Sepulcher nunca parecía atraer a mucho público o ganar mucho dinero. Algunos habían elucubrado con que se trataba de un excéntrico millonario con una actuación realmente penosa, consistente en permanecer inmóvil durante horas en una esquina, siguiendo con los ojos a la gente al pasar, y en ocasiones lanzando un silbido musical y lastimero.
Algunos artistas —los personajes de un grupo habitualmente bueno— eran definitivamente inquietantes.
El verdadero nombre de Sepulcher era Nathan Silverstein.
—Trabajé con tu padre, Jack —dijo. Era cierto. El padre de Jack y Silverstein habían formado pareja cómica quince años antes.
—Lo recuerdo —dijo Jack. Se volvió para despedirse de Joe-Jim, pero Sepulcher le agarró los hombros con dedos afilados y huesudos.
—Yo no quería venir aquí —gruñó Sepulcher. Chupó las mejillas y dejó caer las líneas de la frente—. Esta gente me
odia
.
—Me pregunto por qué —dijo Jack.
—Pero tú, joven hijo de un viejo amigo,
tú
tienes algo que preciso.
Jack bajó la vista.
—Suéltame o te rompo el brazo.
Sepulcher le soltó, pero flexionó sus dedos pintados de blanco. El índice y el pulgar formaron un espacio como de siete centímetros.
—De este tamaño. Oscura, marcada, reluciente. Quemada por el tiempo. Una piedra negra y retorcida con un ojo rojo.
Ellos
quieren que la encuentre.
Jack miró fijamente al hombre apretando los dientes.
—Para pagar una deuda —añadió Sepulcher—. La tienes, sé que es así.
Jack negó con la cabeza.
—No la he visto, Nathan —dijo.

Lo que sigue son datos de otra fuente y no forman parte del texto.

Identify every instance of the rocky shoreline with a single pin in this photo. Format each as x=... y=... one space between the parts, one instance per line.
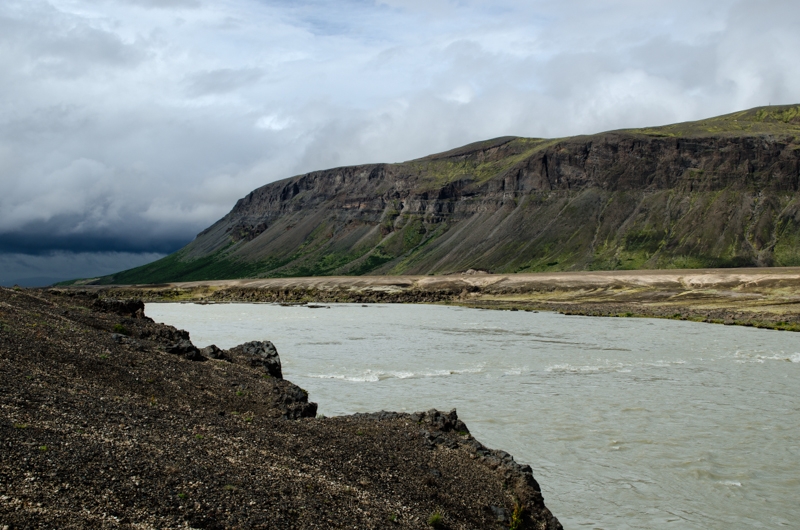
x=110 y=420
x=759 y=297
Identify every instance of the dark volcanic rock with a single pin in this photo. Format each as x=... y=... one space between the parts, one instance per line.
x=111 y=431
x=261 y=354
x=717 y=193
x=213 y=352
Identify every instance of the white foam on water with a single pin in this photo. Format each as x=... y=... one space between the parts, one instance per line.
x=561 y=393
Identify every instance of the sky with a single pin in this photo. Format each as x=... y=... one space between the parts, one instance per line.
x=128 y=126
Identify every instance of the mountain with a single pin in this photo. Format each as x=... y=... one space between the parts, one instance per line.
x=720 y=192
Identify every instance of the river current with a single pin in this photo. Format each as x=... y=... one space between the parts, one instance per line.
x=626 y=422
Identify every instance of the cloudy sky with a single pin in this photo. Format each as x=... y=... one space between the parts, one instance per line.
x=127 y=126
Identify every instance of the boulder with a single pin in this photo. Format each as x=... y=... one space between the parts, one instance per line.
x=261 y=354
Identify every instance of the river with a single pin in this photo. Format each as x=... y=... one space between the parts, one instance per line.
x=626 y=422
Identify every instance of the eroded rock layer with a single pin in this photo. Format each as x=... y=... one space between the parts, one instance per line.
x=720 y=192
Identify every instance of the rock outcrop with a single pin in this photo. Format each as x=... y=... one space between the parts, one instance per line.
x=720 y=192
x=106 y=423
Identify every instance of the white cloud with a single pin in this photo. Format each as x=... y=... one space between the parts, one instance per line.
x=150 y=118
x=273 y=122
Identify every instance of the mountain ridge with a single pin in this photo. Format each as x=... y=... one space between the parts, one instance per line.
x=718 y=192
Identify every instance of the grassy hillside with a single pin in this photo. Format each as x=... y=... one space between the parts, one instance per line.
x=719 y=192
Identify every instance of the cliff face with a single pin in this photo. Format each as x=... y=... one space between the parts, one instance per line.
x=716 y=193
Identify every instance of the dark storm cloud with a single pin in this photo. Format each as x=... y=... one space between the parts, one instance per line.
x=131 y=125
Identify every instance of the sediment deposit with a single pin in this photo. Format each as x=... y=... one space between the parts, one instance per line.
x=762 y=297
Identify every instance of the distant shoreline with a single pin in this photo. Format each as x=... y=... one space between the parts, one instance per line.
x=759 y=297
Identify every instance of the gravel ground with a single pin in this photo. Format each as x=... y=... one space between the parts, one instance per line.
x=108 y=420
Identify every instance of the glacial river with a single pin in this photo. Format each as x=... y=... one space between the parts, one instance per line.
x=627 y=423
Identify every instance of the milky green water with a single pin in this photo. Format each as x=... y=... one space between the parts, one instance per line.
x=627 y=423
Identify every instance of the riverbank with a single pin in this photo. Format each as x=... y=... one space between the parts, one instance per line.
x=760 y=297
x=112 y=420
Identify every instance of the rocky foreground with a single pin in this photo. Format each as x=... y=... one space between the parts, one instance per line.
x=110 y=420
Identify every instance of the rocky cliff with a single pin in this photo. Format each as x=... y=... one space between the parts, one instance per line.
x=721 y=192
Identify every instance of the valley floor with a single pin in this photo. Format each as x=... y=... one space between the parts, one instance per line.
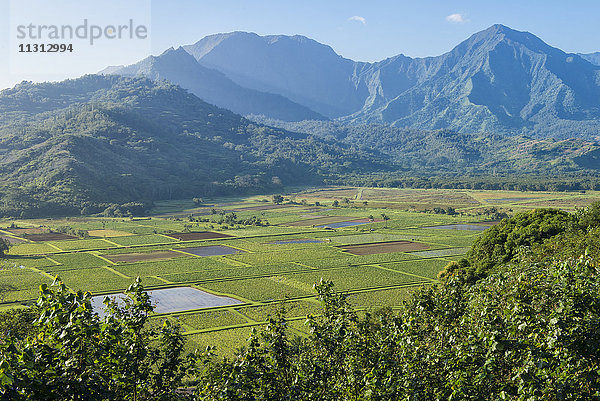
x=212 y=247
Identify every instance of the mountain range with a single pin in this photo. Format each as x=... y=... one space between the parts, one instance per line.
x=499 y=80
x=82 y=144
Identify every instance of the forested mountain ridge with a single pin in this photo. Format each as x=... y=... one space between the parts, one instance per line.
x=180 y=68
x=499 y=80
x=434 y=152
x=80 y=143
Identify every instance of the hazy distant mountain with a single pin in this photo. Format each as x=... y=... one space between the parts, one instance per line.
x=296 y=67
x=80 y=143
x=178 y=67
x=593 y=58
x=498 y=80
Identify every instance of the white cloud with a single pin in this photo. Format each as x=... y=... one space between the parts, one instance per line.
x=358 y=18
x=457 y=18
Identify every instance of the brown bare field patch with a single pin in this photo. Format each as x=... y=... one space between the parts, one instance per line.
x=21 y=231
x=12 y=240
x=142 y=257
x=263 y=207
x=384 y=247
x=48 y=237
x=108 y=233
x=198 y=236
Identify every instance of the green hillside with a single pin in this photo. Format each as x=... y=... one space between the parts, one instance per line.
x=81 y=144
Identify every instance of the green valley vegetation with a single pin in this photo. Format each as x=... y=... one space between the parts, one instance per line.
x=116 y=144
x=518 y=319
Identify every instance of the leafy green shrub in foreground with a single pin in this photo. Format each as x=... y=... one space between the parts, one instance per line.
x=528 y=332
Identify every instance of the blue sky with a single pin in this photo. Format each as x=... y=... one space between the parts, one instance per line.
x=361 y=30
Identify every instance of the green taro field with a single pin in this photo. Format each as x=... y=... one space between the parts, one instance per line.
x=264 y=267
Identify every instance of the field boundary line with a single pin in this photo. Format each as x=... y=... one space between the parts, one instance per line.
x=185 y=253
x=248 y=318
x=238 y=326
x=53 y=261
x=110 y=242
x=303 y=265
x=110 y=269
x=223 y=294
x=408 y=274
x=236 y=263
x=240 y=249
x=102 y=257
x=55 y=247
x=164 y=280
x=43 y=273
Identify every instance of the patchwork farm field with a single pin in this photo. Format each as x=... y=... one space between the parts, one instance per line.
x=377 y=245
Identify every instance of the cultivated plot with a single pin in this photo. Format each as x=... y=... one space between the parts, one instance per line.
x=213 y=250
x=143 y=257
x=177 y=299
x=385 y=247
x=198 y=236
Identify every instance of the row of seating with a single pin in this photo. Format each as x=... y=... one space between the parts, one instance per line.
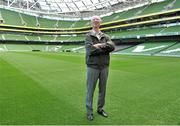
x=35 y=47
x=134 y=33
x=153 y=48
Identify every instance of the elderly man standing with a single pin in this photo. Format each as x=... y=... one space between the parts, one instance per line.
x=98 y=46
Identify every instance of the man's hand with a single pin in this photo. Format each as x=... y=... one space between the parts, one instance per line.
x=99 y=45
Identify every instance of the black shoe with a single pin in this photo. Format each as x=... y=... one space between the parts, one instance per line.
x=90 y=117
x=102 y=112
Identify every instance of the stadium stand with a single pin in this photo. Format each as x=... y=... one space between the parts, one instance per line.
x=152 y=21
x=149 y=48
x=171 y=51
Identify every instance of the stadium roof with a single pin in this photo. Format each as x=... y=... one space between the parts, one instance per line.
x=73 y=8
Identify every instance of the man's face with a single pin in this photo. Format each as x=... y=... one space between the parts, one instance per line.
x=96 y=22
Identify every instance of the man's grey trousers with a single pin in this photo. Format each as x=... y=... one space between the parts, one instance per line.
x=93 y=75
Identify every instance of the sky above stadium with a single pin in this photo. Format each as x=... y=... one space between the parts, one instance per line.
x=75 y=5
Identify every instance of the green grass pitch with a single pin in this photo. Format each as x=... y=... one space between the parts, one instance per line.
x=49 y=88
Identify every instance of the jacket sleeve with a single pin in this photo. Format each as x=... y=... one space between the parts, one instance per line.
x=90 y=49
x=109 y=46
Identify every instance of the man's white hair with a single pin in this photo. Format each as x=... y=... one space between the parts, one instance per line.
x=95 y=17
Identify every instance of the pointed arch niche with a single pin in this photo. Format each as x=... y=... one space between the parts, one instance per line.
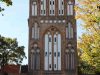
x=52 y=49
x=35 y=57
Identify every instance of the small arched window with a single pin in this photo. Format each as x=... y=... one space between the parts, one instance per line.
x=70 y=8
x=51 y=7
x=69 y=31
x=34 y=9
x=35 y=31
x=43 y=7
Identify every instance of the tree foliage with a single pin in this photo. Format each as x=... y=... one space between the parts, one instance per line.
x=89 y=43
x=7 y=2
x=10 y=52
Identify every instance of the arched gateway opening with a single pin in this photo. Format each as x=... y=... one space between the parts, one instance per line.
x=52 y=50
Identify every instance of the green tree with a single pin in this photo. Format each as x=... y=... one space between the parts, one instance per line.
x=7 y=2
x=89 y=43
x=10 y=52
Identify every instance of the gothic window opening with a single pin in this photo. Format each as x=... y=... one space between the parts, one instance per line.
x=35 y=31
x=70 y=8
x=53 y=47
x=34 y=9
x=70 y=58
x=52 y=7
x=43 y=7
x=69 y=31
x=67 y=58
x=61 y=7
x=35 y=58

Y era cierto, en cierta forma.
Su padre y Sepulcher se habían separado tras unos meses, a pesar de atraer buenas multitudes en los pequeños teatros de comedia del Medio Oeste. En aquella época Sepulcher era diferente, pero a Jack nunca le había caído bien.
—Esa piedra… —Sepulcher pareció incapaz de concluir la frase. Jack sabía que tendría que irse o habría un altercado… Así que le dijo adiós a Joe-Jim, para luego, esquivando abiertamente a Sepulcher, correr hasta la bicicleta.
Sepulcher le miró con convicción desamparada; Jack podía sentir los ojos del hombre como agujas en el cuello.
—¡Esa piedra era
mía
, Jack! ¡Tu padre me la robó! ¡Desde entonces mi vida ha sido un desastre!
Habían llegado otros artistas callejeros. Lentamente, deliberadamente, rodearon a Sepulcher, susurrándole, convenciéndole, animándole tranquilamente a que siguiese adelante.
Jack pedaleó al sur.
La noche se malograba.
Ginny caminaba borracha de felicidad. Siempre le habían encantado los circos, las representaciones callejeras, los magos… siempre había querido celebrar su cumpleaños en un gran jardín, con trovadores, perros bailarines y malabaristas, y casi podía creerlo, aquí está, aquí estoy, bajo las estrellas… mi momento mágico.
Aquí estoy, al fin completa y feliz.
Y luego vio al joven compacto en la bicicleta, en dirección sur sobre el sendero de asfalto, mirando por encima del hombro. Delgado pero con buena forma física, antebrazos musculosos marcados bajo la camisa a rayas de manga corta, pelo negro ondulado, penetrantes ojos oscuros, sin mostrar miedo, sino cansancio.